Social determinants that make someone less likely to get on the transplant wait list and become organ recipients include:
Lack of transportation to and from appointments
Inadequate insurance coverage or difficulty understanding coverage
Not having a strong support network that can help navigate the transplant process
SLH actively addresses these issues and more through our Community Investment Program. We also make it easier for residents of all ethnicities to access the transplants they need by providing various transplant options close to home.
Organs we transplant include:
When a heart isn’t available for immediate transplant, we can implant a left ventricular assist device. This can keep your heart beating until a transplant is available. We also accept organs from both deceased and living donors, opening the door to more transplant opportunities.
Your Role in Equity
While SLH does our part to enhance transplant equity. you play a role, as well. It starts by understanding the need for transplant equity and talking about it. But your involvement goes beyond knowledge. To advance transplant equity, you are empowered to take action.

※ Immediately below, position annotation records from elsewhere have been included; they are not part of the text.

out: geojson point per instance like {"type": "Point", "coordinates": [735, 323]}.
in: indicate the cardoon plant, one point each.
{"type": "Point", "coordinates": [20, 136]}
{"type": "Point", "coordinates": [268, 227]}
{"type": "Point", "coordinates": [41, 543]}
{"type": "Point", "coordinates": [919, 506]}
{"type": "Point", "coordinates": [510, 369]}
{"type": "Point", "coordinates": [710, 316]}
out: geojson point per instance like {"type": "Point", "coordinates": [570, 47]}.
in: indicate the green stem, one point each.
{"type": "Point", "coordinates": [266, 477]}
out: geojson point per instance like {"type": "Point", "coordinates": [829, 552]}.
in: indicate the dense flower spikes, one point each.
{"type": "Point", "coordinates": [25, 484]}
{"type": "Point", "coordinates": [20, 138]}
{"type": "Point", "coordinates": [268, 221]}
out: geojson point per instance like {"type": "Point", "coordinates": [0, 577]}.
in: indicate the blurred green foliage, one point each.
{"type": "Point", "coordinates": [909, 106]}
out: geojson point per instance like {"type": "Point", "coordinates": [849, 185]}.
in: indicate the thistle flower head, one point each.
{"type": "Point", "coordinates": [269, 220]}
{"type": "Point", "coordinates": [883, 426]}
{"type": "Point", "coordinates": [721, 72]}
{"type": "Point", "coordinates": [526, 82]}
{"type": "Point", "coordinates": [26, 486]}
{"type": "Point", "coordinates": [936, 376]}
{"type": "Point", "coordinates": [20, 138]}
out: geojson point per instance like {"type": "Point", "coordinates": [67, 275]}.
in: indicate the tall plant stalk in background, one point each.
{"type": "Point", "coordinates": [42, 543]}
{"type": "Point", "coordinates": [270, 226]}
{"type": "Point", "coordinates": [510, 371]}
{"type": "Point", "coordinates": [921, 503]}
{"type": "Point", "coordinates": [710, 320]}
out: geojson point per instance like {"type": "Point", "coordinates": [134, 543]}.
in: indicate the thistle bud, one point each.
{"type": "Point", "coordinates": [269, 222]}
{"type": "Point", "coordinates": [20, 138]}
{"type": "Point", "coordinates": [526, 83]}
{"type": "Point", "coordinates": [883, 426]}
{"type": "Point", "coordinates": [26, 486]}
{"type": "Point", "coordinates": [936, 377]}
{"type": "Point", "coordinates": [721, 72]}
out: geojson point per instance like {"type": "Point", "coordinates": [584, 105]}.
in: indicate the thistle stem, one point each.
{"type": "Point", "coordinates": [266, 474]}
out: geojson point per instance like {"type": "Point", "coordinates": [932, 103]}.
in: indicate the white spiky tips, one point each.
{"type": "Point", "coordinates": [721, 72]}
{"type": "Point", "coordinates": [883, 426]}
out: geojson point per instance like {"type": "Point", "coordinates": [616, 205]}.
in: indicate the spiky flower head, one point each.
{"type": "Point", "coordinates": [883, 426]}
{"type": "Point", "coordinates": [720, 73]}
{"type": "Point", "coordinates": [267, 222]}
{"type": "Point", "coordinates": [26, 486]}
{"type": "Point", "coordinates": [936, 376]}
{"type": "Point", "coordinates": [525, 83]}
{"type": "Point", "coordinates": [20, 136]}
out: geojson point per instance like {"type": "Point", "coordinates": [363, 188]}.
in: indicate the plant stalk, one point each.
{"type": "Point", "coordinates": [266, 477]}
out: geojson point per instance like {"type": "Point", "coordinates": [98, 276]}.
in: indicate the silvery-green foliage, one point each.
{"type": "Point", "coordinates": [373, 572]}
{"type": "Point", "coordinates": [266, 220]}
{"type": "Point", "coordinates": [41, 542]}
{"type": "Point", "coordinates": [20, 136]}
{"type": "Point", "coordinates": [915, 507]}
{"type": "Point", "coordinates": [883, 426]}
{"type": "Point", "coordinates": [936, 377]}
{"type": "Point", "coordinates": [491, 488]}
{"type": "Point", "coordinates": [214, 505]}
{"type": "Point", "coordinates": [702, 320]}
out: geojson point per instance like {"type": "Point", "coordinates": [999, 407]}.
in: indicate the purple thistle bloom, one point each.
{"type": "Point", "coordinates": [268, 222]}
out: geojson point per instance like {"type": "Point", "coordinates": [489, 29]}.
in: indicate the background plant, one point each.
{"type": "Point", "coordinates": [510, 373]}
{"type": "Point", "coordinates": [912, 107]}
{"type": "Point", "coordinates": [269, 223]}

If you plan to donate your organs when you die, tell your loved ones and your doctor. Put your intent in writing and add it to your will. Take care to make your wishes crystal clear, leaving no doubt about your desire.
Want to help right now? Consider becoming a living donor. By doing this, you give someone a second chance at life while you’re still alive. Currently, living donors can donate the following organs:
Intestine (You donate part.)
Kidney (You donate one of your two kidneys.)
Liver (You donate part, and the remaining liver regrows until it is nearly as big as it was pre-donation.)
Lung (You donate a single lobe.)
Pancreas (You donate part.)
Living Donors Live Well
As a living donor, you can gift your organ to a patient of your choosing or a stranger. Your role in the transplant process is free of charge. The recipient’s insurance typically covers all your expenses.
Following your donation, you will need to rest for a period of time. You may need to take time off work and sideline your exercise routine. Once you recover fully, you should be able to resume your daily activities. Some people even enjoy a higher quality of life after donation.
To encourage more living donors, SLH partners with The Organ Trail. This unique organization shows how active living donors can be post-transplant. Through The Organ Trail, a 67-year-old living kidney donor recently cycled 1,500 miles, riding from Texas, including a stop at Baylor St. Luke’s Medical Center’s McNair Campus, to Louisiana. Along the way, the donor spread living donor awareness and showed that life goes on after donation, for the donor and recipient.
Whether or not you choose to ride thousands of miles on a bicycle, consider supporting transplant equity by becoming an organ donor.